「電力会社のあり方」を問い直す

執筆者:新田賢吾2011年4月12日
「東電の国有化」や「原発の国家管理」など幅広い議論が必要だ(会見する勝俣恒久会長=左=と武藤栄副社長)(c)時事
「東電の国有化」や「原発の国家管理」など幅広い議論が必要だ(会見する勝俣恒久会長=左=と武藤栄副社長)(c)時事

 東京電力の福島第一原子力発電所の放射能漏れは底なしの危機の様相を示している。
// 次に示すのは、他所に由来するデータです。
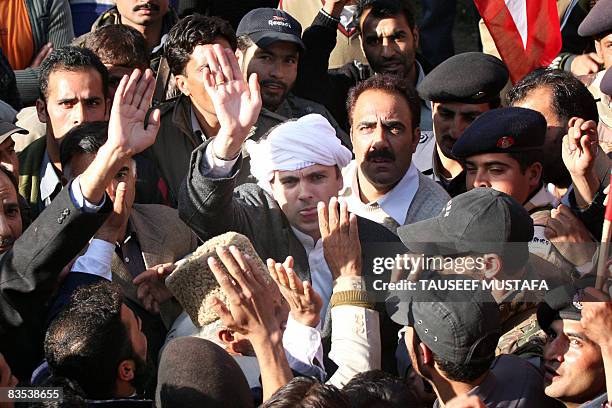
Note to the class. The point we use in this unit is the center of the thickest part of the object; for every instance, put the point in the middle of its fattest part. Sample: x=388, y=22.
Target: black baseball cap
x=265, y=26
x=563, y=302
x=459, y=326
x=482, y=221
x=8, y=129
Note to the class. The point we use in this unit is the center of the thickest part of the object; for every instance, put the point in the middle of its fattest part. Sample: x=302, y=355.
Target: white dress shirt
x=395, y=203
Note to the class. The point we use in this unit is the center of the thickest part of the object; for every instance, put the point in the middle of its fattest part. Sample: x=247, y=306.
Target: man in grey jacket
x=382, y=184
x=296, y=172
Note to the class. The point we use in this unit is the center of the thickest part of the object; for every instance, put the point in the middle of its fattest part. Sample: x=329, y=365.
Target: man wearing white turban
x=297, y=166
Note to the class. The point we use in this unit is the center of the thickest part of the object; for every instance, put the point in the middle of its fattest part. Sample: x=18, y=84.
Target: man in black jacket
x=29, y=271
x=389, y=39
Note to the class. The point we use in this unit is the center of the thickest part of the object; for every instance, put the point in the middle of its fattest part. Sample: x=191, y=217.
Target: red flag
x=526, y=32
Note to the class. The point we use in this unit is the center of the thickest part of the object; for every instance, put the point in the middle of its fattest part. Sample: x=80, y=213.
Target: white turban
x=294, y=145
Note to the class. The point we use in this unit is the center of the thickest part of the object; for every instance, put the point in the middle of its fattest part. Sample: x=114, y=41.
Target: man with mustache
x=382, y=184
x=297, y=166
x=461, y=88
x=152, y=18
x=389, y=40
x=190, y=119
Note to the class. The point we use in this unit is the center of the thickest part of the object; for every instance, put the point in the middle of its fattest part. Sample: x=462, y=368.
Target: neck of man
x=53, y=152
x=208, y=120
x=447, y=389
x=151, y=32
x=449, y=168
x=412, y=75
x=367, y=192
x=124, y=389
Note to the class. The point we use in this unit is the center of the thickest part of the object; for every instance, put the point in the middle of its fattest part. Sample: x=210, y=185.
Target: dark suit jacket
x=28, y=274
x=212, y=206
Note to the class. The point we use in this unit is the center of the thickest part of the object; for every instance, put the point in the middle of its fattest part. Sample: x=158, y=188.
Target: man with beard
x=460, y=89
x=98, y=342
x=152, y=18
x=382, y=184
x=389, y=39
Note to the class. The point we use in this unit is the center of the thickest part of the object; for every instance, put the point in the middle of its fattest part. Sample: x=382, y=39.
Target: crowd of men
x=195, y=208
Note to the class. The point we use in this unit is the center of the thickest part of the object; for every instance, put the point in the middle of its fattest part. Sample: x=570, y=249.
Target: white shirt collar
x=195, y=125
x=48, y=178
x=395, y=203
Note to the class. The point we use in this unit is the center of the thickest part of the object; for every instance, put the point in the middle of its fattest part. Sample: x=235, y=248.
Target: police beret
x=599, y=19
x=471, y=77
x=503, y=130
x=606, y=83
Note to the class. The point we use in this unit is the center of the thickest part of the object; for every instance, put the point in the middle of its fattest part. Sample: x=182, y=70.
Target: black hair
x=88, y=340
x=569, y=96
x=86, y=137
x=464, y=373
x=190, y=32
x=306, y=392
x=378, y=389
x=70, y=58
x=119, y=44
x=391, y=84
x=72, y=394
x=386, y=8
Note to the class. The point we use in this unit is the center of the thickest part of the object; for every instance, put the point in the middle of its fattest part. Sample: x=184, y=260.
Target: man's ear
x=126, y=370
x=535, y=174
x=41, y=111
x=181, y=84
x=492, y=264
x=240, y=57
x=225, y=335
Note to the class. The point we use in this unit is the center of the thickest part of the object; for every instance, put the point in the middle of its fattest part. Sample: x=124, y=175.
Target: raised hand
x=126, y=127
x=569, y=235
x=340, y=236
x=115, y=224
x=304, y=301
x=237, y=102
x=579, y=151
x=152, y=290
x=580, y=146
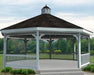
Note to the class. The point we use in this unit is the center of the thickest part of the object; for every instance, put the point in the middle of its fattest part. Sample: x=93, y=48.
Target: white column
x=74, y=50
x=5, y=49
x=37, y=48
x=89, y=48
x=25, y=47
x=79, y=50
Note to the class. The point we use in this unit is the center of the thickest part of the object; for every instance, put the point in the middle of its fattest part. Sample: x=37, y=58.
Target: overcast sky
x=79, y=12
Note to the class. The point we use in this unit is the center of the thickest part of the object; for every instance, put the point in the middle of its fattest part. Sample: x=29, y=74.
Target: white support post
x=25, y=47
x=5, y=49
x=37, y=48
x=74, y=50
x=79, y=50
x=89, y=48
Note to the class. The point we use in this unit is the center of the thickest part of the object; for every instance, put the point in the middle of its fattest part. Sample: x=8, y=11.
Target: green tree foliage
x=65, y=45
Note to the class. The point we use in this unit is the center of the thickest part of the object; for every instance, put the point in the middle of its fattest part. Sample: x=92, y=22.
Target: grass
x=92, y=59
x=1, y=63
x=60, y=56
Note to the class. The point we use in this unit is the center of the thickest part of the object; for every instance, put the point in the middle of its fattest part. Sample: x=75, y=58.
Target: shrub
x=92, y=69
x=47, y=51
x=7, y=69
x=57, y=51
x=92, y=52
x=19, y=71
x=89, y=68
x=30, y=71
x=24, y=72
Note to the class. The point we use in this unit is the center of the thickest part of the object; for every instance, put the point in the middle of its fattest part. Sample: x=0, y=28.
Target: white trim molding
x=45, y=29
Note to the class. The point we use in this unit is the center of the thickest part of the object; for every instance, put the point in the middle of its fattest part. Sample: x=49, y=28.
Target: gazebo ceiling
x=43, y=20
x=44, y=23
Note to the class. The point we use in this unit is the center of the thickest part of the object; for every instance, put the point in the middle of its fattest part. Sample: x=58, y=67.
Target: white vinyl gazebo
x=41, y=27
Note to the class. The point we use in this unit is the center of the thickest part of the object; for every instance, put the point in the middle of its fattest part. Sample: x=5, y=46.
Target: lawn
x=47, y=56
x=1, y=62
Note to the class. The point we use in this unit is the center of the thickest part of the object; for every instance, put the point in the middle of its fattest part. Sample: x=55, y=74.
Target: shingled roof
x=43, y=20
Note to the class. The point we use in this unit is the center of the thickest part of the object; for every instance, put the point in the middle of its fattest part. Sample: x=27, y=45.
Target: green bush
x=89, y=68
x=92, y=52
x=30, y=71
x=7, y=69
x=57, y=51
x=18, y=71
x=24, y=72
x=92, y=69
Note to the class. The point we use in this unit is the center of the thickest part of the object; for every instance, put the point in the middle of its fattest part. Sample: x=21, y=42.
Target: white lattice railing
x=21, y=61
x=85, y=59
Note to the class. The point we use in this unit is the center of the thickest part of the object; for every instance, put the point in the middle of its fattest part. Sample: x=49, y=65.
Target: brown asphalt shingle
x=43, y=20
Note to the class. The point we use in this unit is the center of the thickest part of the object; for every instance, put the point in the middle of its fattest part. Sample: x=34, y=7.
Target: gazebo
x=45, y=26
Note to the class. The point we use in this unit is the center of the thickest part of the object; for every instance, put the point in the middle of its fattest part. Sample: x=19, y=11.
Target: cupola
x=45, y=10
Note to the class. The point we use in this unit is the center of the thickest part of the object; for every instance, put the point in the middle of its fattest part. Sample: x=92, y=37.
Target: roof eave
x=45, y=29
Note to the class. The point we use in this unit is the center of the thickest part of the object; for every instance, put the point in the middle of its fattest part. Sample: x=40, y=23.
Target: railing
x=85, y=59
x=21, y=61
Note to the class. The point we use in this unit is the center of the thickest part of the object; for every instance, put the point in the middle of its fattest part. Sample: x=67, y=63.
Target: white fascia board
x=21, y=30
x=48, y=29
x=87, y=32
x=66, y=30
x=59, y=29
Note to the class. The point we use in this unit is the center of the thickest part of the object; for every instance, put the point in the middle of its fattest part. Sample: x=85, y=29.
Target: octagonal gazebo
x=42, y=27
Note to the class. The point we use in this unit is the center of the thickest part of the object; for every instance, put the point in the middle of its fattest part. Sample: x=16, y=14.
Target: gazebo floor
x=45, y=64
x=57, y=64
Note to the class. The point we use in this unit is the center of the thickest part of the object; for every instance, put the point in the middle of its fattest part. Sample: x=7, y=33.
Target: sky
x=79, y=12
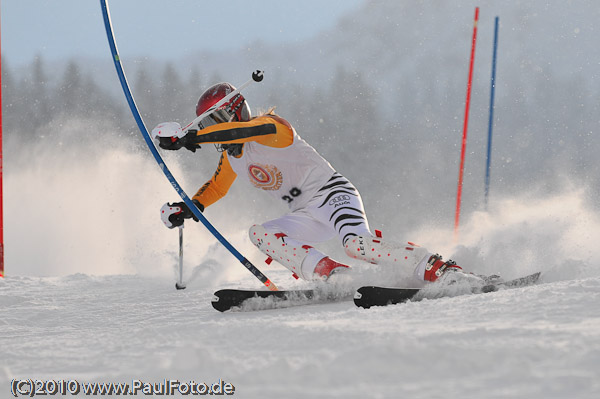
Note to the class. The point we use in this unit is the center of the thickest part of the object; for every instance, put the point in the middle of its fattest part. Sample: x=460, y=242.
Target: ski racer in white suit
x=323, y=204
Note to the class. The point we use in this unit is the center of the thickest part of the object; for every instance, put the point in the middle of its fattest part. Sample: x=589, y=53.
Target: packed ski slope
x=536, y=342
x=90, y=296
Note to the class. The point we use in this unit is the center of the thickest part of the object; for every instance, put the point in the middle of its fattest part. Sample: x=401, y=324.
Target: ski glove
x=175, y=213
x=172, y=137
x=174, y=143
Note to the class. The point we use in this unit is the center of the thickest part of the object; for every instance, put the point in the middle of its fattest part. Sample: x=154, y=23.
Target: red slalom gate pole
x=466, y=123
x=1, y=182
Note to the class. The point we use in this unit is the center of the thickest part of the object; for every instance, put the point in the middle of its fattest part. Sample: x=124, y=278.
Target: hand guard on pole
x=173, y=214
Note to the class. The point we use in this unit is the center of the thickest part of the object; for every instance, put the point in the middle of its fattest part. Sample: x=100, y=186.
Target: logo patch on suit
x=266, y=177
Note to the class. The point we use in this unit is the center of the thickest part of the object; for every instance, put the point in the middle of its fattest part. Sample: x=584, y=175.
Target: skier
x=323, y=204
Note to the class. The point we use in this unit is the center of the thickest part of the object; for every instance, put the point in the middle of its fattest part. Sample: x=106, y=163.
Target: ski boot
x=449, y=273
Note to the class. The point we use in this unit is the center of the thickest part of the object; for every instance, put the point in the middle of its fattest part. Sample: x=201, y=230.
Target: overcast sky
x=66, y=28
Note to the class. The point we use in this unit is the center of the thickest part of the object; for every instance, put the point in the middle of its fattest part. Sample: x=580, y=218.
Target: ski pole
x=257, y=76
x=179, y=284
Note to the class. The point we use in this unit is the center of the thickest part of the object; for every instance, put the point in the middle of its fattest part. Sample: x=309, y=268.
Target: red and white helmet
x=236, y=109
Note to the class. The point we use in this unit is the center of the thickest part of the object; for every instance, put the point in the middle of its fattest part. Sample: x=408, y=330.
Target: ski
x=252, y=300
x=368, y=296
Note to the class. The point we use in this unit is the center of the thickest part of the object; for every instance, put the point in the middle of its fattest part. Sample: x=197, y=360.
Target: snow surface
x=89, y=294
x=536, y=342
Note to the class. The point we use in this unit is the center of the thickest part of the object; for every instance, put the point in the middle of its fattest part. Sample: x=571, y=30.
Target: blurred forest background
x=381, y=97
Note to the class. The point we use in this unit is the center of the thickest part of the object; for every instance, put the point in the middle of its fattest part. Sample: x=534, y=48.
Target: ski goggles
x=217, y=116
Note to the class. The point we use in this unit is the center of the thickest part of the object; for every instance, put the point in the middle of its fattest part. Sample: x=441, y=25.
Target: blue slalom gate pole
x=138, y=118
x=491, y=120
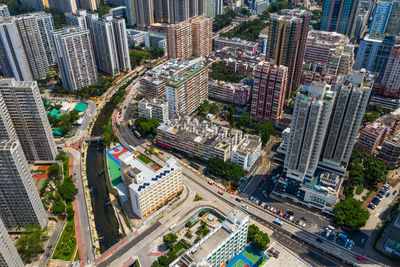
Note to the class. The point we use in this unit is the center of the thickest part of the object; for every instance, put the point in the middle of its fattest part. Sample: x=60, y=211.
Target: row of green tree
x=207, y=107
x=230, y=171
x=147, y=127
x=221, y=72
x=223, y=20
x=258, y=237
x=247, y=30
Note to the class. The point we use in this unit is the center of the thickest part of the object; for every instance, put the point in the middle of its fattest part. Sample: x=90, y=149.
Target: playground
x=249, y=257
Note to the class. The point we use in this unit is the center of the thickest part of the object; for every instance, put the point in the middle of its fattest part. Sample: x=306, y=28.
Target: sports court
x=249, y=257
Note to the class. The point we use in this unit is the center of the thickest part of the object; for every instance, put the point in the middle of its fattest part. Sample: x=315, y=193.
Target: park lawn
x=144, y=159
x=66, y=244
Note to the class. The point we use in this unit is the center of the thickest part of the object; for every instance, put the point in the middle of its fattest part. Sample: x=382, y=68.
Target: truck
x=137, y=134
x=277, y=221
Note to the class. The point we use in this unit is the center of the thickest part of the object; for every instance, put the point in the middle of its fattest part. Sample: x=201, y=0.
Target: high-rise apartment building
x=75, y=57
x=380, y=16
x=202, y=36
x=25, y=108
x=46, y=27
x=269, y=91
x=286, y=43
x=63, y=6
x=385, y=17
x=7, y=130
x=144, y=13
x=187, y=89
x=339, y=16
x=4, y=12
x=179, y=40
x=390, y=80
x=33, y=45
x=329, y=52
x=312, y=109
x=124, y=60
x=105, y=46
x=20, y=204
x=190, y=38
x=374, y=52
x=13, y=60
x=352, y=95
x=8, y=253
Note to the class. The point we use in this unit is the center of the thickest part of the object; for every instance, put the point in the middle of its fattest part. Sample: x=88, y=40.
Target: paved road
x=131, y=244
x=51, y=244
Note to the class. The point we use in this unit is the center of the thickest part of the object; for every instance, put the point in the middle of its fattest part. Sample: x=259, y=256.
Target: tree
x=31, y=242
x=70, y=213
x=252, y=231
x=58, y=207
x=216, y=166
x=67, y=190
x=261, y=241
x=170, y=239
x=233, y=171
x=265, y=130
x=245, y=120
x=350, y=213
x=54, y=170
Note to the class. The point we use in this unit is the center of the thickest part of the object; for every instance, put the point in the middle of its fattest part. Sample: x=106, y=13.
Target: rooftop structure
x=247, y=152
x=222, y=244
x=152, y=84
x=200, y=138
x=148, y=185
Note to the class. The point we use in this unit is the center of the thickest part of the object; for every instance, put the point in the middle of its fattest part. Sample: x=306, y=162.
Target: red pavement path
x=78, y=229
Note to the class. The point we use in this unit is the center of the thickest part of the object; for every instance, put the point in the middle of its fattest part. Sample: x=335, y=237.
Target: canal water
x=105, y=220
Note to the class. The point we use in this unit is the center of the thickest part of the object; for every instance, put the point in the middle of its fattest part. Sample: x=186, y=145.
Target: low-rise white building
x=148, y=185
x=247, y=152
x=154, y=108
x=221, y=245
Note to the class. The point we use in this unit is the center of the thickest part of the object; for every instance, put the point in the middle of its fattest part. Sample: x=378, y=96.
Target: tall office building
x=190, y=38
x=35, y=4
x=202, y=36
x=124, y=60
x=20, y=204
x=75, y=58
x=269, y=91
x=352, y=95
x=8, y=253
x=25, y=107
x=390, y=80
x=13, y=60
x=63, y=6
x=187, y=89
x=179, y=40
x=46, y=26
x=374, y=52
x=380, y=16
x=287, y=41
x=144, y=13
x=33, y=45
x=339, y=16
x=4, y=12
x=105, y=46
x=393, y=25
x=87, y=4
x=312, y=108
x=7, y=130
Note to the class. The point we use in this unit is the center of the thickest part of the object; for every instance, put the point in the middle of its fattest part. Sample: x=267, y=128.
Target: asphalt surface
x=128, y=246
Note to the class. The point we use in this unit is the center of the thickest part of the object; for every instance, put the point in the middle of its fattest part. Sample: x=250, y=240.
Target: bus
x=137, y=134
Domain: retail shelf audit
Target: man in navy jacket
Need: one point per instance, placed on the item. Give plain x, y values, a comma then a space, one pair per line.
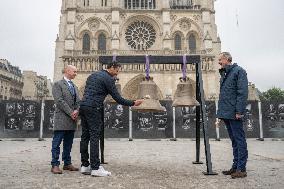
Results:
231, 109
98, 86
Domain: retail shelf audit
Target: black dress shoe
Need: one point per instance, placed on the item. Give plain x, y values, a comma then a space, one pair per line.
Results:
239, 174
229, 172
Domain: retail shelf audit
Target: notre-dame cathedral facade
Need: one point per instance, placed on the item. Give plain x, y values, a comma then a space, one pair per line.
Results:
92, 28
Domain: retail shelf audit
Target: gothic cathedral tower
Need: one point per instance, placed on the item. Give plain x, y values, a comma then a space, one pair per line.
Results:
90, 28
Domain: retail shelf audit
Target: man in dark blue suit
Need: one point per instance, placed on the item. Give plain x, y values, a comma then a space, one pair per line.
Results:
98, 86
231, 109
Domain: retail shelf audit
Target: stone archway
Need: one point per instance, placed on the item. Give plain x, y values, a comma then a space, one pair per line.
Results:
130, 90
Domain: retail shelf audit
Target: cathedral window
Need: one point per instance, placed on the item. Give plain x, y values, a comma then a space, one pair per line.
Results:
177, 42
86, 3
140, 4
192, 43
140, 35
86, 43
104, 3
102, 42
181, 4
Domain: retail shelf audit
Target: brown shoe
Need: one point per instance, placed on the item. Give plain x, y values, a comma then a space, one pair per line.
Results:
229, 172
70, 168
239, 174
56, 170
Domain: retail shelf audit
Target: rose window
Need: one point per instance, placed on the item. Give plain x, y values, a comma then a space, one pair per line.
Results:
140, 35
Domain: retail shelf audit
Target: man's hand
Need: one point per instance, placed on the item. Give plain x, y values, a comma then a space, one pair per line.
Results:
239, 116
217, 123
74, 114
138, 102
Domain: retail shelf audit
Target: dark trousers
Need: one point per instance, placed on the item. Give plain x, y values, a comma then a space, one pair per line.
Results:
239, 144
92, 124
67, 137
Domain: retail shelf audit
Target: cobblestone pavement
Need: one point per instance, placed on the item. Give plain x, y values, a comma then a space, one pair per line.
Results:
142, 164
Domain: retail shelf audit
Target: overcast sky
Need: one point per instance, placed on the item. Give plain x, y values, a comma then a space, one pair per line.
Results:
252, 30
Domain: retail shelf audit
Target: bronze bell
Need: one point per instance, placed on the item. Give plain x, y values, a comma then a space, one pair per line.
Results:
109, 99
147, 90
252, 94
184, 95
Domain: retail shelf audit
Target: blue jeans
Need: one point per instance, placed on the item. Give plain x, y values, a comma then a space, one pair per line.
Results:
239, 144
67, 137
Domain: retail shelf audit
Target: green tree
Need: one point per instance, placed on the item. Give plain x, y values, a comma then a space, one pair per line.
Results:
273, 94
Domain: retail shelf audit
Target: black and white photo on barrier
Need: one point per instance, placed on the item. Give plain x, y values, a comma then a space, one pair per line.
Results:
10, 108
20, 108
115, 117
248, 119
145, 121
188, 117
51, 122
161, 120
28, 124
30, 109
281, 112
118, 110
271, 112
12, 124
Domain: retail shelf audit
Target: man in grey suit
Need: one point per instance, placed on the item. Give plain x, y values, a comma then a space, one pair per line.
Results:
66, 98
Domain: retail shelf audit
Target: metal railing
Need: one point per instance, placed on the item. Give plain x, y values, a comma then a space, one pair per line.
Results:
81, 53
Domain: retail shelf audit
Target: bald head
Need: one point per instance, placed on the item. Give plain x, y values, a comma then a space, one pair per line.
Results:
70, 72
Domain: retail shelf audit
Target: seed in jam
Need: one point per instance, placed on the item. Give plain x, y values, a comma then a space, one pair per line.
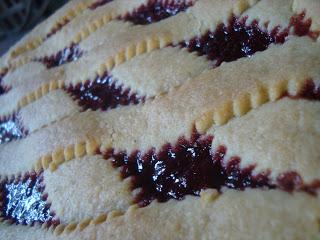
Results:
237, 40
23, 201
11, 129
69, 54
190, 166
156, 10
98, 3
103, 93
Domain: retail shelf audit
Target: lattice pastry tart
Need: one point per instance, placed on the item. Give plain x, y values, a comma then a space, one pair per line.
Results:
148, 119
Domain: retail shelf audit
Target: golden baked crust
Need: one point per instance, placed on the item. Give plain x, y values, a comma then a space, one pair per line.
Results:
258, 115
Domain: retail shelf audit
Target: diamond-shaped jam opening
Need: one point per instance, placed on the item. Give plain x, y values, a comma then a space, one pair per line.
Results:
103, 93
310, 91
57, 28
239, 39
23, 202
190, 166
156, 10
69, 54
11, 129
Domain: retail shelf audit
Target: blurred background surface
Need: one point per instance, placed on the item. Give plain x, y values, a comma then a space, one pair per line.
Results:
17, 17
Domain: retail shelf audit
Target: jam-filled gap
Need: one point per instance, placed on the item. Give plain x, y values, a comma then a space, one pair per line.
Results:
11, 128
156, 10
240, 39
3, 89
190, 166
98, 3
103, 93
69, 54
23, 201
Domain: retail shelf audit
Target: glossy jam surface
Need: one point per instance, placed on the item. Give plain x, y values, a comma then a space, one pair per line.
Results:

原子炉や使用済み核燃料プールに注水すれば、放射線量の高い汚染された水が垂れ流しになり、汚染水の流出を防ごうとすれば、高い放射線量が作業の障害となる。ある手を打つと、別の問題が噴出する構図だ。放射能による汚染は大気、上水道から農産物、魚介にまで広がり、福島県双葉町、大熊町など退避地域の住民の避難生活は長期化の様相を示している。東電の責任は日増しに重くなり、賠償額も急激に増加している。福島第一原発の廃炉費用なども含め、もはや民間企業としての存続が疑われるレベルに達している。

ウォールストリートからの圧力

 株価は年初来高値の2197円(2月23日)から4月6日には292円にまで暴落した。1951年の上場以来の最安値だ。株価はその後、400円台まで戻してはいるが、放射能漏れなど危機がさらに深刻化すれば、さらなる安値もあり得るだろう。暴落で東電の大株主である第一生命、日本生命などは含み益がそれぞれ100億円以上吹き飛んだ。東電は「お堅く、景気の波にも左右されない株式」の代表とみられているため、60万人の株主を抱えており、株式暴落は年金基金や外資系ファンドなどだけでなく、一般株主にも大きな打撃を与えている。そのなかで注目すべきは世界への波及だ。米国の年金ファンドの多くが、日本株を一定比率でポートフォリオに組み込んでおり、東電はその代表銘柄になっているからだ。東電の外国人株主比率は表に出ているだけでも20%前後だが、実際はもっと高いという見方もある。
「米系投資ファンドやゴールドマン・サックスなど投資銀行が米軍の派遣を要請するように東電に求めた」。日本の金融界ではこんな情報が飛び交っている。東電経営陣が福島第一原発に自分たちで何とか対応しようとして、結果的に適切な手段をとるのが遅れ、株式が紙くずになる恐れを感じているからだ。官邸の頭越しに東電が米軍に派遣を要請したと言われるのには、実はそうした背景がある。実際、米国の動きは素早かった。米政府は航空母艦「ロナルド・レーガン」の派遣を決め、合計で海軍艦艇を20隻近く、被災地周辺の海上に展開した。福島第一原発に対しては、放射線防護の資材、訓練を受けた特殊部隊や原子炉冷却のために真水を運ぶ大型のバージ船(はしけ船)を送り込んだ。米軍の日本救援策には「トモダチ作戦」という名前がつけられたが、その「トモダチ」は日本の被災者だけでなく、ウォールストリートの「トモダチ」も含まれているとみた方がいい。